Hice ese viaje iniciático durante el verano de mi 17º cumpleaños, de mochilero y a dedo, por la ruta 3, la nacional troncal que desciende por la costa patagónica. Los camioneros me enseñaron a cebar y tomar mate, ya que para eso me hacían el favor de llevarme durante cientos y hasta miles de kilómetros. Cada encuentro era fugaz, en esos tiempos no había Facebook ni internet, las relaciones eran efímeras, pero de una riqueza e intensidad mucho más trascendental de las que uno tiene hoy en día con la mayoría de sus amigos de redes sociales.

En ese viaje leí la gran pequeña obra de Hermann Hesse, Siddharta, que me terminó de abrir hacia la búsqueda de un camino propio y de iluminar de alguna manera mi vida como la de un Camino, pero que como cantaba el Nano Serrat, para mí estaría relacionado con el mar: “Caminante no hay camino, sino estelas en la mar”.

Tomé conciencia de que un detalle cambia una historia, cambia una dirección y que la felicidad no es perseguir una posición conforme a sus méritos, ni el resultado de una vida ordenada, en la que al final todo debe salir “como es debido”.

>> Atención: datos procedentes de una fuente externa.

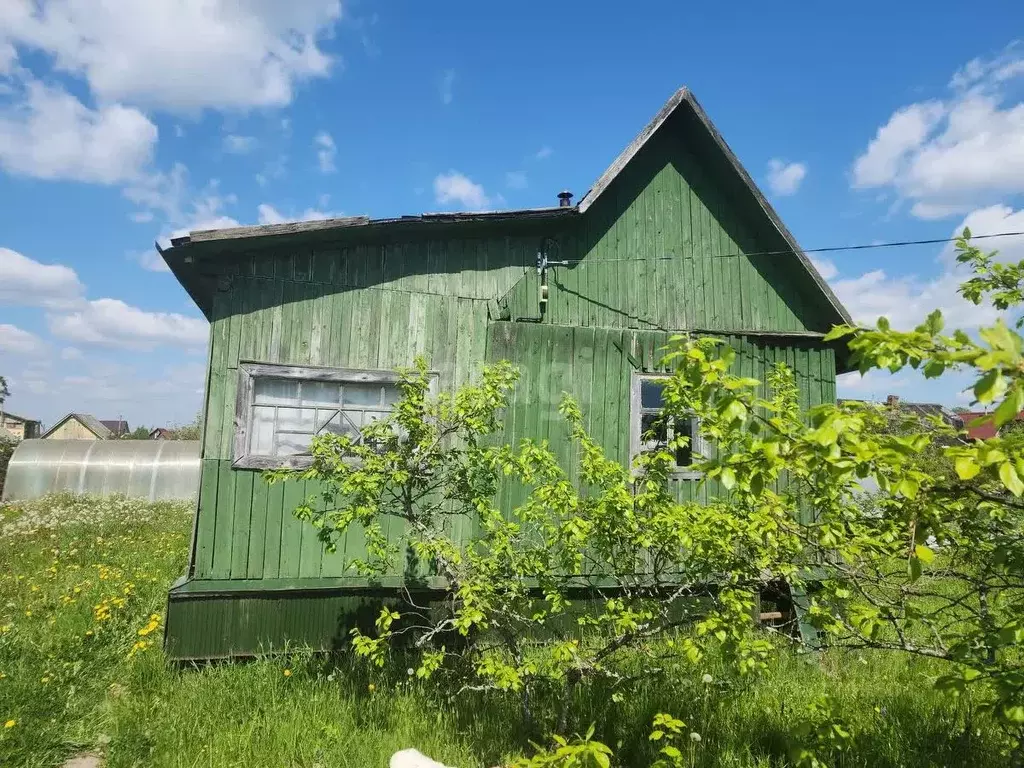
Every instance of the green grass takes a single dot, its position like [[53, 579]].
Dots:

Rememorando a Dolina, me pareció escuchar a Tito, un camionero que trabajaba para la empresa Transportes Richter de Trelew que con otras palabras más llanas me transmitió la misma idea enunciada por el cronista: “Nos toca sólo un cachito de suerte en la vida y el peor de los pecados es dejarla pasar.”

Tito probablemente me habría dicho: “Aprovechá, pibe que sos joven y que podés salir a descubrir el mundo, porque no es el mundo el que vendrá a descubrirte a vos. No dejes pasar el camión que se para a recogerte, aunque solamente te lleve 50 kilómetros, quizás sea en esa pequeña distancia en la que tu camino cambie más adelante. Disfrutá que vos podés soñar, hacé que tu vida merezca siempre los sueños que te da.”